Laying Tile

Laying tile can easily be done by a homeowner, if that homeowner is prepared to be careful and meticulous. Tile cannot be rushed and must be planned out well in advance, as even slight flaws may interfere with the entire project. the site must be graded very careful, as an uneven base can cause the tiles to crack and break later.

The area that is to be covered in tiles should be measured so that the number of tiles needed can be calculated. Make sure to plan for 0.5 inch (1.3 cm) mortar joints unless the tiles will be installed in a sand bed. It is a good idea to order at least 10 percent more tiles than are needed to allow for mistakes. For tiles which are to be cut, you can either mark the cutting lines and take them to a masonry yard to be cut or rent a saw to do the job yourself.

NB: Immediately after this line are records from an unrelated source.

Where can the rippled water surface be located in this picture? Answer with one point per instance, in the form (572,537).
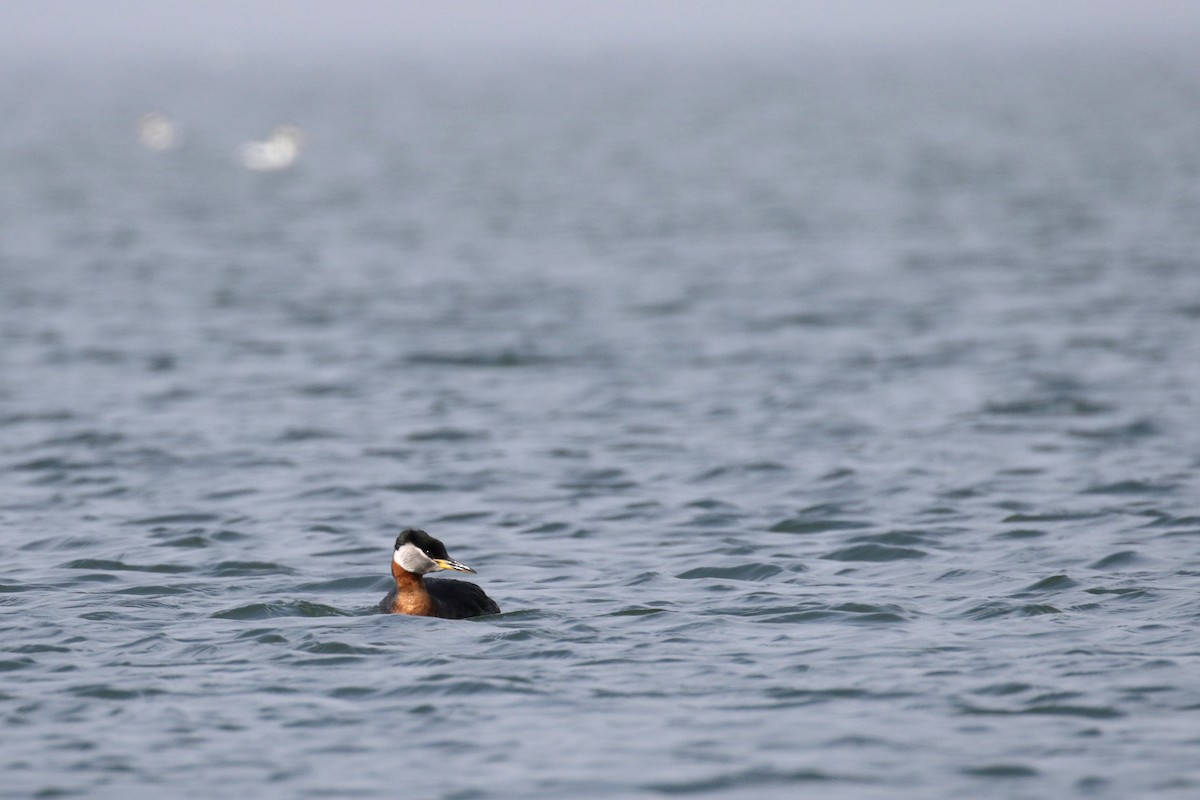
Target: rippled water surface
(823,427)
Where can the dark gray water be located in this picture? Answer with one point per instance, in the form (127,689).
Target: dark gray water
(822,427)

If you are planning on laying tile in sand, make sure that the tiles are at least 0.75 inches (1.9 cm) thick. The soil must be leveled and permanent edgings built to keep the tiles in place. The height of the edging should meet the top of the 0.5 inch (1.3 cm) sand bed. The sand should be damp, and leveled with a bladed screed which can be drawn along the sand bed. To make the sand base firmer, tamp it, add more, and repeat the screeding process.

The tiles can be laid on the sand with open joints — a regular space in between each tile — or closed joints — with the sides of each tile against the other tiles. Start in one corner and tap each tile with a rubber mallet as you go, in order to firmly set them in the sand. When finished, spread sand over the surface, and sweep it into all of the joints. Wet the whole area with water, and add more sand if needed.

Laying tile in wet mortar, over a concrete slab, is a more stable method of laying tile. A new concrete slab can be poured, or an existing concrete lab treated with a muriatic acid solution and then coated with a cement and water paste. Tile can also be laid in wet mortar over a wooden deck or porch, if the wooden base is strong enough to hold the tiles and mortar.

foreman Permanent or temporary edgings must be installed, with their height rising above the tiles that are to be laid. Next, lay a cement-sand mortar bed — one part cement to four parts sand — on top of the base, and level it with a bladed screed. Lay the tiles on the mortar, leaving 0.5 inch (1.3 cm) open joints in between each tile. Plywood can be used as spacers and a mason's line for exact alignment. As you are laying tile, tap the center of each tile with a rubber mallet and check the surface frequently with a level.

Another cement-sand mixture — one part cement to three parts sand — should be used as grout for the joints. Mix it with water until it is barely thin enough to pour. Pour the grout into the joints, making sure you wipe off any spills immediately. When the grout begins to harden, scrape the surface of the joints to make them smooth. Keep the mortar damp for at least one day.